= Wynford Evans =

Welsh tenor

Wynford Evans (30 April 1946 - 23 September 2009) was a Welsh tenor.

==Early years==

Wynford Evans was born in Swansea to William Thomas Evans and Lizzie Ann. He had an older brother, Hugh. He was educated at Dyfatty Primary school and then at Dynevor Grammar School for Boys from 1957 to 1963. During his first year in grammar school, Wynford was a regular performer on Radio Wales on a Sunday morning show called Silver Chords which continued for four years. At this time he learned to play the French horn and played with the Glamorgan Schools Orchestra.

In the summer of 1964, at the age of 18, Wynford entered and won the tenor solo for 18 to 25s in the Royal National Eisteddfod which was held that year in his home town of Swansea. Wynford attended The Guildhall School of Music and Drama at John Carpenter Street in London where he was taught singing by Joyce Newton, among others, and after graduating went on to win the Gold Medal for Singers in 1967. In the same year Wynford also won the prestigious Young Welsh Singers Competition held in Cardiff and two years later won the tenor prize for singers at the s’Hertogenbosh International Vocal Competition.

In 1969 he sang in front of Prince Charles during the Prince’s Investiture tour of Wales.

==Career==

Wynford joined various singing groups including The Linden Singers, the Baccholian Singers, Intimate Opera Company, Phoenix Opera, The Kings Singers and Pro Cantione Antiqua. For ten years Wynford was part of Fortune’s Fire alongside lutenist Carl Shavitz with whom he made a number of early music recordings. Throughout his career, Wynford appeared with all the major orchestras and choruses in the UK as well as touring throughout Europe, Canada, Australia, North and South America, South Africa and the Far East. He made his debut in the U.S.A. in 1987 with the London Early Music Group at Carnegie Hall. Festival appearances included Aix-en-Provence ('Messiah' with John Eliot Gardiner), City of London, Bath, Bach 300, Cardiff, Swansea and Llandaff and many others.

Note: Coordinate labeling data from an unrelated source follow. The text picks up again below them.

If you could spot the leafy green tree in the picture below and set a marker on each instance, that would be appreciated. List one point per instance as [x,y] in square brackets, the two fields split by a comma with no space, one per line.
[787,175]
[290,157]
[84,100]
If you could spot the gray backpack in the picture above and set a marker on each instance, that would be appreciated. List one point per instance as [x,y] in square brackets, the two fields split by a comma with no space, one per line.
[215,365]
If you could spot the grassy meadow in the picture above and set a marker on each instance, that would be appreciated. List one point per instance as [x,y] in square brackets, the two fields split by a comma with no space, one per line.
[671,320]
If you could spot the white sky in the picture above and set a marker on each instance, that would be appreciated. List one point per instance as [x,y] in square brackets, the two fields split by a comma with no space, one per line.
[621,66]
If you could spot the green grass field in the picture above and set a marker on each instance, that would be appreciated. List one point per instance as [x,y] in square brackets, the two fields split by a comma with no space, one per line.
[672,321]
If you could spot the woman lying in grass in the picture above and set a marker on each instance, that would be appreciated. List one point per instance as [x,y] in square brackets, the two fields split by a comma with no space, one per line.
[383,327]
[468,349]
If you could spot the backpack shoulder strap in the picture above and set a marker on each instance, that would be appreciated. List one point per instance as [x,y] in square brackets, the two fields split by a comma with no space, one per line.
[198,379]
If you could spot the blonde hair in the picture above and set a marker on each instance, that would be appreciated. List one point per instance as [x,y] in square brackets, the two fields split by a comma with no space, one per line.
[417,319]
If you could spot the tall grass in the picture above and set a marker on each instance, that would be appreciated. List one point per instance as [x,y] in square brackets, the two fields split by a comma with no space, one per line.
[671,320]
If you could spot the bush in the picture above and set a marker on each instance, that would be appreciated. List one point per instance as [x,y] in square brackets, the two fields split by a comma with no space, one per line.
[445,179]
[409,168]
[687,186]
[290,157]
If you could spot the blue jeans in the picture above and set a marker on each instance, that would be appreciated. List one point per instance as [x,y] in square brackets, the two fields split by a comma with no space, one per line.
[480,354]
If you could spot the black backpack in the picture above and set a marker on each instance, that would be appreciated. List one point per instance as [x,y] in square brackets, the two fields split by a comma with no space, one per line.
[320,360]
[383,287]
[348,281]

Opera appearances included roles with Netherlands Opera, Welsh National Opera, Kent Opera and Opera de Lyon. His many recordings included Bach's 'B Minor Mass' and Purcell's 'The Fairy Queen', both with Sir John Eliot Gardiner, a recital of Welsh songs in memory of the late David Lloyd, a series of oratorios and sacred works with George Guest and the choir of St. John's, Cambridge, and Vaughan Williams' 'Hugh the Drover'. He performed as a soloist on recordings with Luciano Pavarotti, Plácido Domingo and Joan Sutherland. He broadcast regularly both in Britain and abroad, with oratorio and song recitals and with songs like 'Friday Night is Music Night', 'Melodies For You', and 'Songs from the Shows'. Television appearances included a Channel 4 portrait of Handel, a series featuring songs from musicals and light opera for HTV and the 'Middle of the Road Show’ as well as an appearance on 321 with Dusty Bin. He was also the main soloist on ‘Topping on Sunday’

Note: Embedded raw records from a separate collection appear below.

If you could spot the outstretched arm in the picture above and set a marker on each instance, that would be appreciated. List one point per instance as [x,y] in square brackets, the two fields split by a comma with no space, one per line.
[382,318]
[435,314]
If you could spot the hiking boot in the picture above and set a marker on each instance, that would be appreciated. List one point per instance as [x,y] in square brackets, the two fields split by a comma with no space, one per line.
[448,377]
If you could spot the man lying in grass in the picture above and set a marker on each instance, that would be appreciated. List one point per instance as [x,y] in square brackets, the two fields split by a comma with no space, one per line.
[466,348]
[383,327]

In 1985, for the 300th anniversary of the births of Handel, Bach and Scarlatti, Wynford sang the tenor solos at a live performance of Handel’s L’Allegro from St John’s, Smith Square. The concert was broadcast to Austria, Belgium, Finland, France, Italy, Spain, Switzerland, West Germany, The German Democratic Republic and the UK. It was heard the following day in Canada, Greece, Iceland, Israel, Norway, Turkey, USA and Yugoslavia. The biggest event Wynford took part in was singing in Cardiff Arms Park on 29th May 1993 as a soloist in front of a choir of 10,000 men with 35,000 people in the stands. It was monumental in scale with Shirley Bassey topping the bill. The event was televised live.

==Teaching==

In addition to his singing career, Wynford also did private teaching of students of all ages. In 1989 he started teaching and giving master classes with London University at Royal Holloway and Bedford New College. In 2003 he made two trips to South Korea, to oversee and advise on the performance of a well known theatre group in Seoul. He was also an examiner at The Royal Welsh College of Music and Drama in Cardiff.

==Personal life==

On 8 April 1967 Wynford married Judith Thomas at Dinas Noddfa Baptist Chapel in Swansea. They lived in Englefield Green, Surrey, and had two children – Geraint and Eryl. They later moved to Staines upon Thames where they lived until Wynford’s death on 23 September 2009. He had seven grandchildren.

==Other interests==

Wynford and his wife ran the Staines St David’s Day Society where he and two other couples organized twenty-five concerts in twenty-two years. He was the President of the Arnside Choral Society and the Life Vice-President of the Egham and District Choral Society. Wynford enjoyed golfing and for seven years ran a Celebrity-Am charity day at Laleham Golf Club on behalf of Scope. His other hobbies included playing bridge, cricket, and watching rugby and horse racing.